Personally, I do think a lot of things should require minors to be charged as adults. Murder, rape, etc. These are all major things that you learn at a very young age—regardless of race, creed, social status, etc—that are major fuck ups thata you don't do. Still, I don't think the parent of a 16 year old should be held accountable if he shoots up the school.
I mean, like if they were found to be negligent in that he told them the day before as he's goin to school, 'bye mom, going to shoot up my classmates!' 'hahaha, funny, have a good one hun!' then yeah, they should get punished. But I really don't think a lot of situations are like this.
Luggy, I don't know that I really disagree with you on anything you said, but I am concerned about what being held responsible might entail in people's minds.
Certainly communities are very much eroded in the U.S. (I won't speak for any other countries, I live in the U.S. and that is what I know about.) On average, Americans do not even know their neighbors names, and the average American has 2 close confidants (that's all.) The average American's phone calls are primarily with just 4 other people. There is no solidarity, no sense of connection or mutual caring. No community. Is this because of a lack of responsibility? Could be, in part. I think it's also because of our individualistic way of doing things, our nonstop pursuit of luxury and status through consumption (status through consumption is only obtained in a *competitive* environment.) I think a lot of it has to do with how much we work, and the ubiquitousness of technology (which tends to mediate experience.) There are lots of reasons communities are eroded here, but the bottom line is that it is tragic.

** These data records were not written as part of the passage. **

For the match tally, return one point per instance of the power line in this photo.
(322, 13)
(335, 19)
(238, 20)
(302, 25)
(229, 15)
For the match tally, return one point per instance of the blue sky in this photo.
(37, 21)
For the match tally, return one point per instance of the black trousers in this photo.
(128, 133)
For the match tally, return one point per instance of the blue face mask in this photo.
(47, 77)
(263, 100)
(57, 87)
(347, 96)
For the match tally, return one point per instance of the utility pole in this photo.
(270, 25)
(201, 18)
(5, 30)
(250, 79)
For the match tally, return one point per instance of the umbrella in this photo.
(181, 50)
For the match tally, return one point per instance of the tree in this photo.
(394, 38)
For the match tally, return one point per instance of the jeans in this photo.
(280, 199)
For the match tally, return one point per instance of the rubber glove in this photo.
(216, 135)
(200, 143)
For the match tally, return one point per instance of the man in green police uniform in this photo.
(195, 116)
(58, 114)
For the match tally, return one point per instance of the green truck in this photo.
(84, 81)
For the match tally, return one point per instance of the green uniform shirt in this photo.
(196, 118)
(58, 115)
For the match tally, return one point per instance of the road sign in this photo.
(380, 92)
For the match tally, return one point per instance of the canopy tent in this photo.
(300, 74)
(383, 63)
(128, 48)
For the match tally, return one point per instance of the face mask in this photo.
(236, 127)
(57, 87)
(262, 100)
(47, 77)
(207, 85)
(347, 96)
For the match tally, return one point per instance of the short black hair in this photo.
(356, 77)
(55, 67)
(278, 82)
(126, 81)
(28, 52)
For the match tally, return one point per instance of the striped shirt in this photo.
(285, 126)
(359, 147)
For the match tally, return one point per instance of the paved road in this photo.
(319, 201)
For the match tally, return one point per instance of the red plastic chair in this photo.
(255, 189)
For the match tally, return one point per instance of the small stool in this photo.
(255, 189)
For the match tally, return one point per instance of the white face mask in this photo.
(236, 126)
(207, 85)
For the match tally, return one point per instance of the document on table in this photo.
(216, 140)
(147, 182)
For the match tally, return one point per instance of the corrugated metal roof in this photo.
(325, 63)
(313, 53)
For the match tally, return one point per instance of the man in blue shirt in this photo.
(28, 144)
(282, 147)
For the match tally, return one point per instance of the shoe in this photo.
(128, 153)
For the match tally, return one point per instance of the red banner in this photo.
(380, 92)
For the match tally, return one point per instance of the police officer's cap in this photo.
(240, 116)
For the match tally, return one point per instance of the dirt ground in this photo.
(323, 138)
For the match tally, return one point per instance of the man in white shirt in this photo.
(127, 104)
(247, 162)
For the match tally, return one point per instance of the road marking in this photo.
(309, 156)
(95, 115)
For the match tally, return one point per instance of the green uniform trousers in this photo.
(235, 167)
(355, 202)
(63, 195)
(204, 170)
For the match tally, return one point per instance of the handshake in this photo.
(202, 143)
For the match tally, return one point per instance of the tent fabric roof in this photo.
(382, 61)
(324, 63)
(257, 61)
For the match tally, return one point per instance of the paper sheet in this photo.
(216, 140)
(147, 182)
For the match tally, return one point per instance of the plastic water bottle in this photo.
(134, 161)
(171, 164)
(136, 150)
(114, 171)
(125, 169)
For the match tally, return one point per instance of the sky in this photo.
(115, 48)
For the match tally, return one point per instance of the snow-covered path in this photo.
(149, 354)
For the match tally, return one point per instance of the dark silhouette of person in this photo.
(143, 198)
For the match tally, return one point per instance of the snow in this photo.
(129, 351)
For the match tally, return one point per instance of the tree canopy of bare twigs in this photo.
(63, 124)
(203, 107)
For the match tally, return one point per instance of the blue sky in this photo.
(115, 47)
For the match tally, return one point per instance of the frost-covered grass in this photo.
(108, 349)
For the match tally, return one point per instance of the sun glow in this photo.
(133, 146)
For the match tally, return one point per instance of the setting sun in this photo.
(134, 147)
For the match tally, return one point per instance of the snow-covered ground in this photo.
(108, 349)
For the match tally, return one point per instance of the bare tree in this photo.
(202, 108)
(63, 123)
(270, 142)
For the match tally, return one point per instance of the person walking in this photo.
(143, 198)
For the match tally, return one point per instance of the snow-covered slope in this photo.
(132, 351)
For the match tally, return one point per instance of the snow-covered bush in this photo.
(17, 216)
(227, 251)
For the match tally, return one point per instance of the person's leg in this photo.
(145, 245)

I'm all for more responsibility, but not if it means that we are throwing more people in prison or finding other ways to torture those we consider responsible for terrible acts. The goal, in my mind, is to do everything possible to correct a bad situation. It's not to say we should let people do whatever they want and pretend everything is fine, but to have reform and healing as our goals, rather than revenge. If I had to boil my position down to its essence, it is that I believe in healing rather than revenge. Revenge appeals to the most base aspect in all of us, and it heals nothing.

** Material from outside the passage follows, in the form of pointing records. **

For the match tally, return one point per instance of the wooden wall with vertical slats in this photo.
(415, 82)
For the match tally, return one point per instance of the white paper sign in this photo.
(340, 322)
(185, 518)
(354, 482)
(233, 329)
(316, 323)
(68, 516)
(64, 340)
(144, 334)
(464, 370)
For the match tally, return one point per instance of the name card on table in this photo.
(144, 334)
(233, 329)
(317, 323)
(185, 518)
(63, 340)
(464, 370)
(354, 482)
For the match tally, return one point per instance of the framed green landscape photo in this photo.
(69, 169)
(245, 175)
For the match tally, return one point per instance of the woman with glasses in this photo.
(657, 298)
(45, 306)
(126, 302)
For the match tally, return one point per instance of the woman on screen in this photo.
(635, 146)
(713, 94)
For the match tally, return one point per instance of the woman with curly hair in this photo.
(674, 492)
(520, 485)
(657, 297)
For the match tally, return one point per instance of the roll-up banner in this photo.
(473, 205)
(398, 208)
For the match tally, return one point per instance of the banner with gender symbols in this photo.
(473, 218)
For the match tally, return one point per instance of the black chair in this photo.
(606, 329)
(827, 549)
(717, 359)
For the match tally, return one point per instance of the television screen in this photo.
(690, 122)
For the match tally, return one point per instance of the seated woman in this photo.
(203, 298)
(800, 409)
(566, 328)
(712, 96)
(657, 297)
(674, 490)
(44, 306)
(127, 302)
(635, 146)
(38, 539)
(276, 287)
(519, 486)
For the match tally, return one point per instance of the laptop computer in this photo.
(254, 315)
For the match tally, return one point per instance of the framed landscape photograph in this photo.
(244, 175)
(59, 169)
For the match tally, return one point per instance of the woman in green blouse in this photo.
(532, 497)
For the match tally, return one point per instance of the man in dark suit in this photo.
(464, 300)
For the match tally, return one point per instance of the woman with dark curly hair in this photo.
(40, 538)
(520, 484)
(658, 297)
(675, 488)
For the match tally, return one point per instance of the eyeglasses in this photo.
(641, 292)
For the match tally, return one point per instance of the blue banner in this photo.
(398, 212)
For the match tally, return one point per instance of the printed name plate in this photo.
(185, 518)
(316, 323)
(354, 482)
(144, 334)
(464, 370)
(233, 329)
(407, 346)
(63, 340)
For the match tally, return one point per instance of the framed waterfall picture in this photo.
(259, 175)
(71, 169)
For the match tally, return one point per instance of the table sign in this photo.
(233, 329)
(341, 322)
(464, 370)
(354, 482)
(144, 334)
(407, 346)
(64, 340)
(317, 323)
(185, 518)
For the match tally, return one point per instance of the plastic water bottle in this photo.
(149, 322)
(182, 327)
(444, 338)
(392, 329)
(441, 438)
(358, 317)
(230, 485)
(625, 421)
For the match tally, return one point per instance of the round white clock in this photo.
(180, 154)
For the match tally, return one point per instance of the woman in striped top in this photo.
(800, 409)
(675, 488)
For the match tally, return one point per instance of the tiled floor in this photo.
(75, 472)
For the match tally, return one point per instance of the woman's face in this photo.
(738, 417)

Again, not sure I disagree with anything you said. And I certainly think we need to do a lot more to heal communities, because I think a lot of the crime going on in this country has to do with broken communities.

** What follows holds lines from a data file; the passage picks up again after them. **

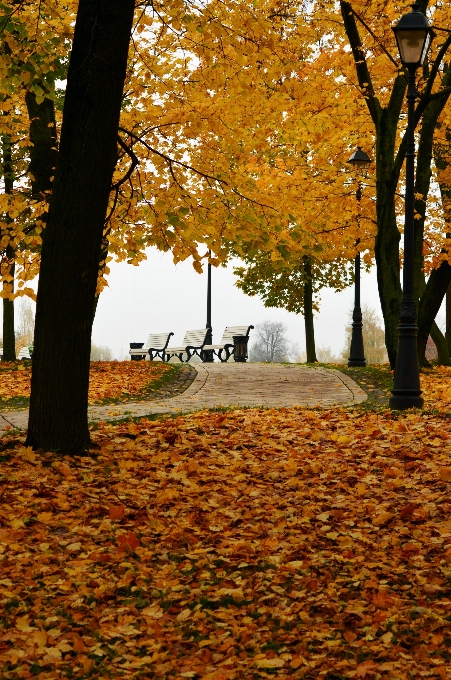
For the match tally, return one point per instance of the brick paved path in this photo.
(233, 384)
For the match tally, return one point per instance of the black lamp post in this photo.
(207, 355)
(414, 37)
(360, 162)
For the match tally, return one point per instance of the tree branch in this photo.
(361, 66)
(133, 165)
(170, 160)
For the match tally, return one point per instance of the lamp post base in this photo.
(401, 402)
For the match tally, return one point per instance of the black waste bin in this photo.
(137, 345)
(240, 347)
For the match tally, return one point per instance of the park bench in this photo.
(227, 343)
(155, 347)
(193, 343)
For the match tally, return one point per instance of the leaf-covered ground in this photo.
(109, 381)
(245, 544)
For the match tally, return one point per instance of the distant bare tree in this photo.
(25, 331)
(100, 353)
(271, 344)
(373, 338)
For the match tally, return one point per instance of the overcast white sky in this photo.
(158, 296)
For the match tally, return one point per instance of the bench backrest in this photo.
(230, 331)
(157, 341)
(195, 338)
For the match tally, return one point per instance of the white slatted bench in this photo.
(226, 345)
(193, 343)
(155, 347)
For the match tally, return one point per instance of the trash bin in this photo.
(240, 347)
(137, 345)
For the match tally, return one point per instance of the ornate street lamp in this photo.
(414, 37)
(207, 355)
(360, 162)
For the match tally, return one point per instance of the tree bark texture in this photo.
(9, 336)
(43, 151)
(389, 162)
(73, 236)
(429, 305)
(448, 318)
(308, 312)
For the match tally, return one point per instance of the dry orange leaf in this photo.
(445, 474)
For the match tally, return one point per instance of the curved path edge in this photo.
(232, 385)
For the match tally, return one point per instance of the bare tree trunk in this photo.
(9, 338)
(448, 318)
(73, 236)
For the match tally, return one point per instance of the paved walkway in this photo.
(231, 384)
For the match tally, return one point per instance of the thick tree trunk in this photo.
(429, 305)
(9, 336)
(448, 318)
(308, 312)
(43, 149)
(73, 236)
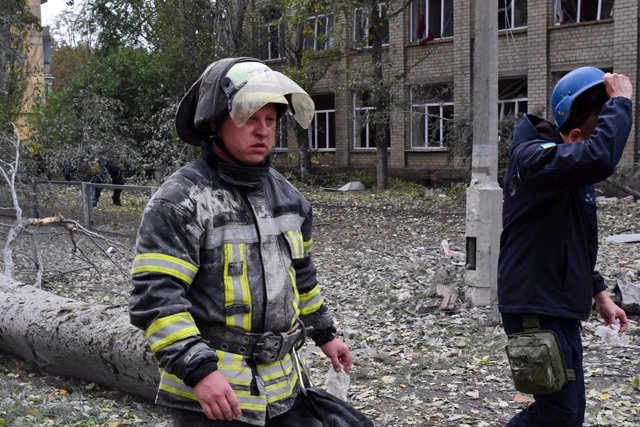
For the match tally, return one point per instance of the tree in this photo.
(311, 47)
(74, 339)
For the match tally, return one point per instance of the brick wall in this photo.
(536, 53)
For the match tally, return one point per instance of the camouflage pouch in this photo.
(536, 359)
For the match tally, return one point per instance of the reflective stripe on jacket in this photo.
(223, 245)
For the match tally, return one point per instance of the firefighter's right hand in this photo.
(217, 398)
(618, 85)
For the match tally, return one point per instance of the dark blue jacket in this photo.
(549, 241)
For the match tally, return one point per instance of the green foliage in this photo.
(16, 21)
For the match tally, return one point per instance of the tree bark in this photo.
(74, 339)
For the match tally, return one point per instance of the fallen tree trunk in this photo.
(74, 339)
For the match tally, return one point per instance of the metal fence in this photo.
(74, 200)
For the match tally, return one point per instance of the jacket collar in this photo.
(530, 128)
(237, 175)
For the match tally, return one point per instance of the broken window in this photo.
(512, 14)
(431, 19)
(432, 112)
(512, 98)
(364, 135)
(362, 26)
(322, 132)
(574, 11)
(318, 32)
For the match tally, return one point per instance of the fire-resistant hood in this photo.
(240, 87)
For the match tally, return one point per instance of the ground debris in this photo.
(384, 268)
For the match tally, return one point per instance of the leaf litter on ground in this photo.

Well I think you have a couple of separate topics there that are relevant though. Certainly what has happened to the average American, esp. in the newer generation(s), is important. And the way prisons/jail sentences are used (and the way various people use the idea of this, to satisfy their idea of "justice" which is rationalized revenge, as you pretty much said) is also something I take exception to. But that is pretty complicated and maybe deserves a new blog.
The way imprisonment is used, executed, and justified in this country, is very far from how almost anyone would conceive it as a solution to any problem or set of problems, whatsoever, in my immediate and unresearched opinion. But this issue applies to everyone, and I think a solution is not to resist punishment in general where it is applicable. If people believe that typical crimes deserve 5, 10, 25 years in prison, then I think raising horrible murdering teens lies somewhere in there as well. Of course we both probably disagree with the execution of the imprisonment and the amount of years needed. But relatively (i.e., in today's standards), that's where such "responsibility" and "consequences" would fit.
I would make a blog or two about these topics myself if I had the motivation at this time to do it right. But to make a long story short, until the rest of the world is able to stand up to the U.S. and accuse it of human rights violations, change seems a long way off. And that time also seems a long way off, with all of the countries seemingly much more obviously hosting various wrongdoings etc.
On December 04 2007 00:41 lugggy wrote: But to make a long story short, until the rest of the world is able to stand up to the U.S. and accuse it of human rights violations, change seems a long way off.
You're refering to our jails and such and the death penalty about the human rights violations?